This content originally appeared on DEV Community and was authored by Nobu
What happened
I was asked to investigate data in the production environment. Before the investigation, I was using MySQL Workbench to delete unnecessary data on the production DB.
When investigating the data in the production DB, I mistakenly executed delete instead of select in SQL in MySQL Workbench, and deleted an entire table.
DELETE FROM posts;
ON DELETE CASCADE was set for the parent table, so four more table data were lost one after another.
If you would like to know more about ON DELETE CASCADE.
https://www.geeksforgeeks.org/mysql-on-delete-cascade-constraint/
Table structure (table names are given as examples and may differ slightly from the actual ones)
Correct settings
When a user is deleted from the users table, the records in the child tables linked to that user_id are also deleted.
comments table
CONSTRAINT `comments_ibfk_1 ` FOREIGN KEY (`user_id`) REFERENCES `users` (`id`) ON DELETE CASCADE
likes table
CONSTRAINT `likes_ibfk_1` FOREIGN KEY (`user_id`) REFERENCES `users` (`id`) ON DELETE CASCADE
points table
CONSTRAINT `points_ibfk_1` FOREIGN KEY (`user_id`) REFERENCES `users` (`id`) ON DELETE CASCADE
posts table
CONSTRAINT `posts_ibfk_1` FOREIGN KEY (`user_id`) REFERENCES `users` (`id`) ON DELETE CASCADE
Incorrect setting
When you delete an entire child table posts table of the users table, the users records linked to post_id are also deleted.
Furthermore, the child table records linked to that user_id are also deleted in a chain reaction.
users table
CONSTRAINT `users_ibfk _1` FOREIGN KEY (`comment_id`) REFERENCES `comments` (`id`) ON DELETE CASCADE
CONSTRAINT `users_ibfk_2` FOREIGN KEY (`post_id`) REFERENCES `posts` (`id`) ON DELETE CASCADE
CONSTRAINT `users_ibfk_3` FOREIGN KEY (`like_id`) REFERENCES `likes` (`id`) ON DELETE CASCADE
CONSTRAINT `users_ibfk_4` FOREIGN KEY (`point_id`) REFERENCES `points` (`id`) ON DELETE CASCADE
comments table
CONSTRAINT `comments_ibfk_1` FOREIGN KEY (`user_id`) REFERENCES `users` (`id`) ON DELETE CASCADE
likes table
CONSTRAINT `likes_ibfk_1` FOREIGN KEY (`user_id`) REFERENCES `users` (`id`) ON DELETE CASCADE
points table
CONSTRAINT `points_ibfk_1` FOREIGN KEY (`user_id`) REFERENCES `users` (`id`) ON DELETE CASCADE
posts table
CONSTRAINT `posts_ibfk_1` FOREIGN KEY (`user_id`) REFERENCES `users` (`id`) ON DELETE CASCADE
Dealing with the problem
This time, we took a backup of RDS every day, so I was able to restore it to its original data.
The problem occurred at about 10:45 that morning, and I was able to restore RDS at about 13:00. The restoration time may vary depending on the amount of data.
It happened during a meeting, so I was able to report the problem immediately.
Backups are very important.
Measures to prevent a recurrence
- Only senior engineers or managers have editing rights (delete, etc.) to the production environment DB, and other members have read-only rights.
- It was bad to have ON DELETE CASCADE set in the parent table at first, so I removed it from the parent table.

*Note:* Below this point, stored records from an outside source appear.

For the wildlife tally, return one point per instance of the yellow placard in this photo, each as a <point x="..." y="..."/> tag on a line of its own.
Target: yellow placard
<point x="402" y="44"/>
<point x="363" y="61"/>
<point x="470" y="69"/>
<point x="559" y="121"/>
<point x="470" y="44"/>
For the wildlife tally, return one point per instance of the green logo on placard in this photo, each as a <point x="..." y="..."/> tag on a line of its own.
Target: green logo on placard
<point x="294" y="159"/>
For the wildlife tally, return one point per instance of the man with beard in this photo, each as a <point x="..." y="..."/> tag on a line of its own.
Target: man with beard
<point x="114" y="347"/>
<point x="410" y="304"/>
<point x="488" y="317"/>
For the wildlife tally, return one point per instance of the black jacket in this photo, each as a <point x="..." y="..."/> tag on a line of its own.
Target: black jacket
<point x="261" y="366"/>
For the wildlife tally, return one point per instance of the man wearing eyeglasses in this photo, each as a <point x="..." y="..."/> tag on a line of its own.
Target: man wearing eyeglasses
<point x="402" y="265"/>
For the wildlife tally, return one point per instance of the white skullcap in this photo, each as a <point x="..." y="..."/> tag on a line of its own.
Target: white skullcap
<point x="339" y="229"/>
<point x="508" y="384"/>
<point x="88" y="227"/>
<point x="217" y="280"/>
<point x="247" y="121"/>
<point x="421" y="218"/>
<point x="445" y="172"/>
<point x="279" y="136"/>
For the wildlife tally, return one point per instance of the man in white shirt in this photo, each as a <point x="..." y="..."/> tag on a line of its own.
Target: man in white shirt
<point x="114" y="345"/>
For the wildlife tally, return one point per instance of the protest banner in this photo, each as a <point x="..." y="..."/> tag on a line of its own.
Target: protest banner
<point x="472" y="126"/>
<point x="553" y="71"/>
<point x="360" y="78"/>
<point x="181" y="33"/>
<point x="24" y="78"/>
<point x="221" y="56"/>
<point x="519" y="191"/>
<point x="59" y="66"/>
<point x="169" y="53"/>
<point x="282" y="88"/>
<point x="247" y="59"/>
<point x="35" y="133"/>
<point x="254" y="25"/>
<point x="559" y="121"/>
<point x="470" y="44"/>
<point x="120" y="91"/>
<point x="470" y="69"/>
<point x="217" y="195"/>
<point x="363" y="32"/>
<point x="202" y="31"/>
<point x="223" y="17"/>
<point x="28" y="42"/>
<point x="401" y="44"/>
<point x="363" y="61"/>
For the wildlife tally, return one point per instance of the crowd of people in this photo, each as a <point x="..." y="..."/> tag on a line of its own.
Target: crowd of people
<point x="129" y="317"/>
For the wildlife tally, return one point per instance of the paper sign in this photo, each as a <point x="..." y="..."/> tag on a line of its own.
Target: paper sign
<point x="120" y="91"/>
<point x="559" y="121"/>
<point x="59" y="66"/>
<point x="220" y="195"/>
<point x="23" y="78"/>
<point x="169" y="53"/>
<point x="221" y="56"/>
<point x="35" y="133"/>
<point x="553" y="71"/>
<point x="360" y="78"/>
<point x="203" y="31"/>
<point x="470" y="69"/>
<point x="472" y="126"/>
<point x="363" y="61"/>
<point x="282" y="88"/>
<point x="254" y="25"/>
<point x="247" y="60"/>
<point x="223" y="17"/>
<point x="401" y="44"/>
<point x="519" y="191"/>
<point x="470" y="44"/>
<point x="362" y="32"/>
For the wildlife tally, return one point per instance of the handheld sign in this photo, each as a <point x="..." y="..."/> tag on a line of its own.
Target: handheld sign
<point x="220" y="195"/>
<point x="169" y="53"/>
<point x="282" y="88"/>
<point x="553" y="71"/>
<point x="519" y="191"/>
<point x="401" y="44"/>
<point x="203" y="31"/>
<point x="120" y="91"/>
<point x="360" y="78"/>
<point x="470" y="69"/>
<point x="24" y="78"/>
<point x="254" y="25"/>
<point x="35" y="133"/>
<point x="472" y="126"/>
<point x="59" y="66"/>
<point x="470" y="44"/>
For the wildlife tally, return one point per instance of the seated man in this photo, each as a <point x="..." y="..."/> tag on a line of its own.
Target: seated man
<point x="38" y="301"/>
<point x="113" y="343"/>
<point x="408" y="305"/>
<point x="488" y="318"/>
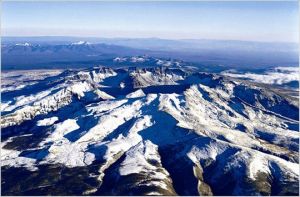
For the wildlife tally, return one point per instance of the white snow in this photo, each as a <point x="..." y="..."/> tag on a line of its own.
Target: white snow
<point x="47" y="121"/>
<point x="138" y="93"/>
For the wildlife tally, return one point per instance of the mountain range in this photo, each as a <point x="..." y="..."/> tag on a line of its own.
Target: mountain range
<point x="167" y="129"/>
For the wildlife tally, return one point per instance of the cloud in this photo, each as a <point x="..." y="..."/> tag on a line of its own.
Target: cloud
<point x="278" y="75"/>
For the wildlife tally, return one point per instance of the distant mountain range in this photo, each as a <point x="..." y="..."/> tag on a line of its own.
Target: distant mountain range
<point x="54" y="52"/>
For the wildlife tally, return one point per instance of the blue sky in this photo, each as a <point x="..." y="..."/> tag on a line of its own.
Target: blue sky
<point x="258" y="21"/>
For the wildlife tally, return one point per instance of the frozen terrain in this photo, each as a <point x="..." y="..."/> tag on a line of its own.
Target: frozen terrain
<point x="167" y="130"/>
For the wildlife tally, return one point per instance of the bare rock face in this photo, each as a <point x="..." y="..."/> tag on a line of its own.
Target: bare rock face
<point x="164" y="131"/>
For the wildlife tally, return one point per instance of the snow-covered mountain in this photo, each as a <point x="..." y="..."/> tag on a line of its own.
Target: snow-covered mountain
<point x="148" y="131"/>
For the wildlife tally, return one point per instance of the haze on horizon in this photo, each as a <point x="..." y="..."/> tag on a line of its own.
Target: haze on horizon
<point x="249" y="21"/>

I don’t know how it was implemented, but it’s clearly an anti-pattern, so I removed it.
Thoughts
Since I became an engineer, I had never made a big mistake until this incident, so I think I was pretty relaxed.
Also, during a meeting, we needed to investigate the data, and it was not good that I looked at the production database while talking.
When I executed DELETE, my mind went blank,
but afterwards my colleague encouraged me by saying, “I’ve had a lot of experiences like that. Don’t worry about it,” which made me happy.
I think that this is how we grow as engineers, step by step, even as we make mistakes, so I hope I can use this failure as a stepping stone to grow myself!